SEE: Top 3 Retirement Savings Tips For 55- To 64-Year-Olds

Passing Your Business on
For advisors contemplating retirement themselves, there is likely going to be a need to either sell out to another firm or consider bringing a younger professional on board who can eventually take over the book of business. A recent survey relayed by The Wall Street Journal revealed that more than 40% of advisors lack a written plan detailing how their business should be transitioned or managed when they are gone. The article went on to suggest that these companies should offer buy agreement options for younger advisors in the firm, such as the opportunity to buy into the advisory business over a term of five years.

Providing opportunities for equity ownership works for public companies and can apply to private firms. It can be an incentive to reduce employee turnover, but can also serve as an important tool for an eventual business transition. With a number of employees and future potential owners, this method can also lessen the need for an individual to come up with capital that can easily run into the hundreds of thousands of dollars. With many millions under management, the cost can be even higher.

For complete transitions, both parties should look to complete a buy-sell agreement that stipulates as many of the succession details as possible. For example, what if a client chooses to go elsewhere, instead of working with a younger professional? In the investment advisory business, personal relationships are extremely important and can make transitions especially tricky.

Housekeeping details, such as transitioning files, including client contact information, account statement histories and billing details in a timely manner, are important.
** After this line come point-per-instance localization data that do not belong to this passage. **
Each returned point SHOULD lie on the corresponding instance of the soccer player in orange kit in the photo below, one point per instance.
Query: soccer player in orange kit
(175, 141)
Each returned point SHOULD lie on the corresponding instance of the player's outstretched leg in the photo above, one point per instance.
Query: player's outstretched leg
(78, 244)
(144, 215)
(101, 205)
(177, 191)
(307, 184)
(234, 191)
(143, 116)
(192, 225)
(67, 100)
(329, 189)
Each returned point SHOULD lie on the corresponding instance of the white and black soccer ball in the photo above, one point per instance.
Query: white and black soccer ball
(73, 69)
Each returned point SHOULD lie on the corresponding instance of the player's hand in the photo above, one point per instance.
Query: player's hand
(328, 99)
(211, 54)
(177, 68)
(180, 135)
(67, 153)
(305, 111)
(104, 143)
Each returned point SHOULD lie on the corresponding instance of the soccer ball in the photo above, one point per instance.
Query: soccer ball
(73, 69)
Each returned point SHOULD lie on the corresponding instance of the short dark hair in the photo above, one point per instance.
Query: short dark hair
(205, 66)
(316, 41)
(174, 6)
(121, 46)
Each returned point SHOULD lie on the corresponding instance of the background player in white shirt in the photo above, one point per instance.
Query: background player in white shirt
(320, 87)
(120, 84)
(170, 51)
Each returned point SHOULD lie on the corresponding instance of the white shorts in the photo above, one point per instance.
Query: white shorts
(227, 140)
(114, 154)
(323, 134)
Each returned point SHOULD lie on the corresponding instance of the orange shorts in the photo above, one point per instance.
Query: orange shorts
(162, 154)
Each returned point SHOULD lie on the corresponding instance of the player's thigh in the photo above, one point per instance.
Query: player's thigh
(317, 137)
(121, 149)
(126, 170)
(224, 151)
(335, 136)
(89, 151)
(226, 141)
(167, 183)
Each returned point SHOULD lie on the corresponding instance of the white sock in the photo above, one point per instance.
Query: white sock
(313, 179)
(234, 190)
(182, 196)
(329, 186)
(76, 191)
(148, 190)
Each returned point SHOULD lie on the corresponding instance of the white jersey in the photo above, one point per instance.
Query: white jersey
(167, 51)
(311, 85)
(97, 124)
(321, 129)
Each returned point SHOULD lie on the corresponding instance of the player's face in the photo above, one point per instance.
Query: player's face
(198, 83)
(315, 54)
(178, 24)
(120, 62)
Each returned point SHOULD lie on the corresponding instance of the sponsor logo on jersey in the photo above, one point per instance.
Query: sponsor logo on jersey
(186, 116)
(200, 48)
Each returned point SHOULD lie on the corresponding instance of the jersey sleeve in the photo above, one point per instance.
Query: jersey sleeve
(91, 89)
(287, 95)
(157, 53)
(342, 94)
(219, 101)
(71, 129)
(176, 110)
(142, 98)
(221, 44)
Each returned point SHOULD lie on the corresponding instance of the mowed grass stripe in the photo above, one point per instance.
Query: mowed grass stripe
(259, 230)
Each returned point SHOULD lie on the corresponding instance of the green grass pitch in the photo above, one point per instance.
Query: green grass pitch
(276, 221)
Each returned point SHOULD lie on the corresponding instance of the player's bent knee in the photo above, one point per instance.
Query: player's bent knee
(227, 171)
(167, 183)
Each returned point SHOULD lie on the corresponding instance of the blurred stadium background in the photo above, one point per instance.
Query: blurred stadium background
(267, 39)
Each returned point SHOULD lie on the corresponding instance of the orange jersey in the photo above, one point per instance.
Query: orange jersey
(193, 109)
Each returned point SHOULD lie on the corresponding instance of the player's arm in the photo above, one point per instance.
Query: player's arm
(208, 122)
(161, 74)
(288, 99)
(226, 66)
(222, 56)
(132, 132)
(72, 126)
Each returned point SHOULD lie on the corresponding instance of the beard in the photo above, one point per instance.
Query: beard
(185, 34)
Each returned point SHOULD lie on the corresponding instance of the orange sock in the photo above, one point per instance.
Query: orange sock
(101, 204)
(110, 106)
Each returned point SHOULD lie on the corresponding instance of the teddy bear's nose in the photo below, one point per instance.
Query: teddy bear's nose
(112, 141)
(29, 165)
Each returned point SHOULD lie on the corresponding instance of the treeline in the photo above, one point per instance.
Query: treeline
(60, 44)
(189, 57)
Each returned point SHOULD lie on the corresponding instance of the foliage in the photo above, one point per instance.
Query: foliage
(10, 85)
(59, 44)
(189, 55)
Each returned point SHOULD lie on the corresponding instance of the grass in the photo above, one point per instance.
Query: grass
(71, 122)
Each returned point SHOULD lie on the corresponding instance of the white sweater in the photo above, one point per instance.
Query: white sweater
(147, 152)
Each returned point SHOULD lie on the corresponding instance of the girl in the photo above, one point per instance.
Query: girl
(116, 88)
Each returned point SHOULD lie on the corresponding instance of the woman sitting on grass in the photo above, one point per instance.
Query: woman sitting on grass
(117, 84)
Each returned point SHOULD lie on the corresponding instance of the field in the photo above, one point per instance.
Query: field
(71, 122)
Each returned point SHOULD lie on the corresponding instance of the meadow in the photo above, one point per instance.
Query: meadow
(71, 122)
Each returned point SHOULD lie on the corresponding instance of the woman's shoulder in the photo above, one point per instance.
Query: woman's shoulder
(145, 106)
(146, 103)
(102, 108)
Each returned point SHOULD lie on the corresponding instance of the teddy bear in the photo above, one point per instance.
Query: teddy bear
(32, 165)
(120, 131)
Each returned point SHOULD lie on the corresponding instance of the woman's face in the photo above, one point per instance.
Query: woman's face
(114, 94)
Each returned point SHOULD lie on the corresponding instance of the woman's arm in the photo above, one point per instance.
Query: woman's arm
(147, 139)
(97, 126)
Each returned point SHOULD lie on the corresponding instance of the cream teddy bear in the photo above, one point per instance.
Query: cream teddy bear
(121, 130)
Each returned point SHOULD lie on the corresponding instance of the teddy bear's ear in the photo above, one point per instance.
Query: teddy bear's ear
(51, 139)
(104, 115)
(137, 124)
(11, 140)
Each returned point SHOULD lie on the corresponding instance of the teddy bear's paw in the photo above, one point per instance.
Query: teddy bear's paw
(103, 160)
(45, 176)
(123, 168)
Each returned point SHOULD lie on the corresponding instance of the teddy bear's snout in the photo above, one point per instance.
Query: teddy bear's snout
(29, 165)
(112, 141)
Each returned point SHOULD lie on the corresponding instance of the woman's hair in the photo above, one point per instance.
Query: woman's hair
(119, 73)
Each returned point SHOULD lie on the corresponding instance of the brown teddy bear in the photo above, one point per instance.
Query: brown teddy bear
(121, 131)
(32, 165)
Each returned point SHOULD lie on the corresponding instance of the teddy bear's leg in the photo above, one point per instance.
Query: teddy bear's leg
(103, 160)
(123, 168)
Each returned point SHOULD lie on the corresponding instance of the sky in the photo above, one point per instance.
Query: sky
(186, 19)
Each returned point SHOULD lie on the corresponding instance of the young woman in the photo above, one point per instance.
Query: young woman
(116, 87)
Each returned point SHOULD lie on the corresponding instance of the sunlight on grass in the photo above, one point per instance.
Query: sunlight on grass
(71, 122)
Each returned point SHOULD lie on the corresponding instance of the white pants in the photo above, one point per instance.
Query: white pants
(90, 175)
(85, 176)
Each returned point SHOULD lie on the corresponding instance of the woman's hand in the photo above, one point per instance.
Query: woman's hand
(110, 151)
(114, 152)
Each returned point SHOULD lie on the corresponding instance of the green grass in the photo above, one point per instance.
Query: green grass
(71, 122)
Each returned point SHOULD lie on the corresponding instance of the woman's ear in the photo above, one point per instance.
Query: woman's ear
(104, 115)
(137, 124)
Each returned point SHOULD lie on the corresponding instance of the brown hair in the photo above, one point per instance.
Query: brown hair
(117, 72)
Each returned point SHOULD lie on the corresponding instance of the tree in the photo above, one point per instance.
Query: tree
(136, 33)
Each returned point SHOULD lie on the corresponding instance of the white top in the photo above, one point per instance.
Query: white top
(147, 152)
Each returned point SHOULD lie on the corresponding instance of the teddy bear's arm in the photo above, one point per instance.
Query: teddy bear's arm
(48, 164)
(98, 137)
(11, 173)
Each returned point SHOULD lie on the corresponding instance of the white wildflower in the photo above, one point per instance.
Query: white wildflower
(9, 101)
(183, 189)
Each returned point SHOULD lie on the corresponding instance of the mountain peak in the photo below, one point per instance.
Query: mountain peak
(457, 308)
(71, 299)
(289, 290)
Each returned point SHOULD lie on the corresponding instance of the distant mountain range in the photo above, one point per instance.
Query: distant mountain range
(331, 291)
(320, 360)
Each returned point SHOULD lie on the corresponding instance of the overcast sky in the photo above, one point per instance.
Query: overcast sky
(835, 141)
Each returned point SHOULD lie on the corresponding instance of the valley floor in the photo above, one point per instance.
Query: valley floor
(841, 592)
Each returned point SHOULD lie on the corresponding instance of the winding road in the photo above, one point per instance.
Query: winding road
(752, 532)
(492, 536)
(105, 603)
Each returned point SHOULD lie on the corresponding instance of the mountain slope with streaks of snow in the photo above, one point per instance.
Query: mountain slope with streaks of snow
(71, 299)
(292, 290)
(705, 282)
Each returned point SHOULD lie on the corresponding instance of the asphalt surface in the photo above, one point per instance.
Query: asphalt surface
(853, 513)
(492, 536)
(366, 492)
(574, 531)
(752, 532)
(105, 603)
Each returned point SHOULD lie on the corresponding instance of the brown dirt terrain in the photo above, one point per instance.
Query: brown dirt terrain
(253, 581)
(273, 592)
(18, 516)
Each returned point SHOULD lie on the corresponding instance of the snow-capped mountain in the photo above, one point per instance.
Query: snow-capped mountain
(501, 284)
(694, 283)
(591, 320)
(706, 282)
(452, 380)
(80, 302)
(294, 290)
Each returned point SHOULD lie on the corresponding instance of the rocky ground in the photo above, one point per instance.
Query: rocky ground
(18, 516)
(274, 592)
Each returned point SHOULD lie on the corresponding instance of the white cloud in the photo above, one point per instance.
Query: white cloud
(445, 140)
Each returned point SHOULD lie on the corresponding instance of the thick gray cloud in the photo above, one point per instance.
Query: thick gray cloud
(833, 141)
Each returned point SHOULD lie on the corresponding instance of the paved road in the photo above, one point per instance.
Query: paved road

It may also be extremely beneficial to keep the original owner around to help work through the transition with clients, if possible. Other important considerations include the possible death of the founder, any unforeseen departure of the original owner, important employees or clients, and how to resolve any disagreements that might arise during the negotiations or after the paperwork has been finalized and the ink has dried on the signatures.

SEE: 5 Services To Usher In New Clients

The Bottom Line
Succession planning activities are never easy. Coupling them with challenging market conditions in the financial services space has only served to complicate matters these days. However, with an effective plan, all parties involved in transitioning ownership can minimize risks and disagreements.